I'm currently using the highlighting feature that elasticsearch offers in my query. However, the one thing I'm not quite clear on is about how the results are ordered. I would prefer they come back in the order that they appear
in a paragraph instead of importance/score. This is so I can concatenate them with ...
's in the same order as they are in the original document (similar to Google results). However, they are currently returning in some weighted order based on best match?
Is there a way to accomplish this without having to do additional post processing on the field after seeing the highlight results.
I see there is a "order" : "score"
option for a highlight, but there doesn't seem to be any other documented options to change the return order. (And as an aside, I don't understand the difference between the default order and the scoring order).

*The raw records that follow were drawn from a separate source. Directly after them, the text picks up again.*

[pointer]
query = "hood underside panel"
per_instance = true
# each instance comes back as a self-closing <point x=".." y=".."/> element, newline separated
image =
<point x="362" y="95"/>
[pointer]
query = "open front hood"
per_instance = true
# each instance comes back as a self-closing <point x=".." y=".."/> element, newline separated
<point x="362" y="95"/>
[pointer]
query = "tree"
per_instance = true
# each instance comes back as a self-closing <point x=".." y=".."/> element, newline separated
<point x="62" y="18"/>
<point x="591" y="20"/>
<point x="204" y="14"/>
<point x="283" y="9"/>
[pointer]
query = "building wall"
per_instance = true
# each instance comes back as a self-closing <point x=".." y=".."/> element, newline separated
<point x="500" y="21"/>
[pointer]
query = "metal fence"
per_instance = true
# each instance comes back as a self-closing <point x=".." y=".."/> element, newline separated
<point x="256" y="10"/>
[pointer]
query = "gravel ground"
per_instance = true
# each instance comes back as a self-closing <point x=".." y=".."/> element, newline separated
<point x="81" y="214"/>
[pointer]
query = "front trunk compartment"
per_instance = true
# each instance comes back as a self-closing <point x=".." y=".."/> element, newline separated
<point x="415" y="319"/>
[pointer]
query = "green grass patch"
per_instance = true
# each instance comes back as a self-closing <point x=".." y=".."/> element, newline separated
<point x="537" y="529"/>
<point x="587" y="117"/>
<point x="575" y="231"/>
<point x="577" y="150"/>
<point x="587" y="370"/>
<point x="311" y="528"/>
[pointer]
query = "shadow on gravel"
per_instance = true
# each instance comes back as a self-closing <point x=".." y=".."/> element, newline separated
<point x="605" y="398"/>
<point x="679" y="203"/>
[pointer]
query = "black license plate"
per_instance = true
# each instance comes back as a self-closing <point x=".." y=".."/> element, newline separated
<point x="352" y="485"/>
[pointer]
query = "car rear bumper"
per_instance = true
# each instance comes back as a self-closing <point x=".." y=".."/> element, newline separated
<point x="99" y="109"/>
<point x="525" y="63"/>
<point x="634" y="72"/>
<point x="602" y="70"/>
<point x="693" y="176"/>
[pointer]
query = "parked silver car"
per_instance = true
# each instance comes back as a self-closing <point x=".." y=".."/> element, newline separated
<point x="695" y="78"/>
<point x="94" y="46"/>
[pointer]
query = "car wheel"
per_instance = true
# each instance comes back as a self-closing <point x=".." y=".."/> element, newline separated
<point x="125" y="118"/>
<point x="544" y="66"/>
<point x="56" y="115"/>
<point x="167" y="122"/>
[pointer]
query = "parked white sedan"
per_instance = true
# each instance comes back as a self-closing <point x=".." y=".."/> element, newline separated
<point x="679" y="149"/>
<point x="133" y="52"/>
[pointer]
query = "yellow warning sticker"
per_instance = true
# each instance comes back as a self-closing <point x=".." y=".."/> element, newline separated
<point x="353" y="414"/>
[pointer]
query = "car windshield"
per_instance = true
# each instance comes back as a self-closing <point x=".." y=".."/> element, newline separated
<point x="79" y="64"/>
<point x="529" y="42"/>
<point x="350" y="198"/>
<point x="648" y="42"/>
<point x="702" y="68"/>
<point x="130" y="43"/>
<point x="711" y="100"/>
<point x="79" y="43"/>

Here's a snippet of the highlight portion of my query.
"highlight": {
"fields": {
"synopsis": {
"fragment_size": 150,
"number_of_fragments": 4
}
}
}
So after doing a bit of playing around, I discovered that the
fast-vector-highlighter
will natively sort the fragments in order of appearance in the original document. To enable this, I needed to add"term_vector" : "with_positions_offsets"
to my synopsis field mapping.and then use my highlight query as so:
NOTE: Using
"order" : "score"
would cause the ordering to follow the the scoring schema, which does not necessarily follow start position offset order. I believe the exact code for this comparator can be found here, which seems to base it on the fragment's boost and then its startoffset.